BERLIN • Franz Beckenbauer cancelled a public appointment yesterday in Zurich, amid the ongoing investigation by Swiss prosecutors into corruption allegations over the awarding of the 2006 World Cup to Germany.
The German football legend, who owns a South African winery, cancelled an appointment to attend a public wine tasting in a Zurich hotel to present his own brand of "The Kaiser's Wines".
The 70-year-old is being investigated, along with three other members of the 2006 World Cup organising committee - Hans-Rudolf Schmidt, Theo Zwanziger and Wolfgang Niersbach - by the Office of the Attorney General of Switzerland.
The court in Bern on Thursday announced that prosecutors have been investigating the four Germans since November last year, the month after German magazine Der Spiegel first broke the cash-for-votes scandal.
The quartet are being investigated over allegations of fraud, criminal mismanagement, money laundering and misappropriation.
Searches were carried out at eight locations on Thursday and German daily Bild reported that officials spent two hours searching Beckenbauer's Salzburg home.
"Franz Beckenbauer supported the investigation by the Swiss authorities, since he had prior knowledge of it (the search) and will continue to co-operate with all the authorities involved," Beckenbauer's lawyer told Bild.
According to the paper, for whom Beckenbauer writes a regular column, the home of Urs Linsi, the former general-secretary of world football's governing body Fifa, was also searched.
Beckenbauer captained Germany to the 1974 World Cup and coached the side that won the trophy in Italy in 1990.

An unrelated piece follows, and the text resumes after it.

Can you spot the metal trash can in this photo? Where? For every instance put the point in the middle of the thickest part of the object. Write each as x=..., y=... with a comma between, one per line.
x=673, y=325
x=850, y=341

The cash-for-votes scandal has hung over German footfall since October last year when Der Spiegel claimed that a secret fund of 10 million Swiss francs (S$13.87 million) was used to buy the hosting rights of the 2006 World Cup.
The money allegedly came from the late Robert Louis-Dreyfus, the former boss of adidas, at Beckenbauer's request, and was handed over in 2000, just before Germany were awarded the 2006 Finals by a narrow vote.
In March, Fifa's Ethics Committee opened formal proceedings, which are still ongoing, against Beckenbauer regarding the awarding of the 2006 Finals.
In May, an independent inquiry commissioned by the German Football Association (DFB) said it could not rule out that Germany bought votes to secure the 2006 World Cup.
In July, Fifa's ethics committee banned Niersbach, the former president of the DFB, for one year over misconduct surrounding the 2006 bid.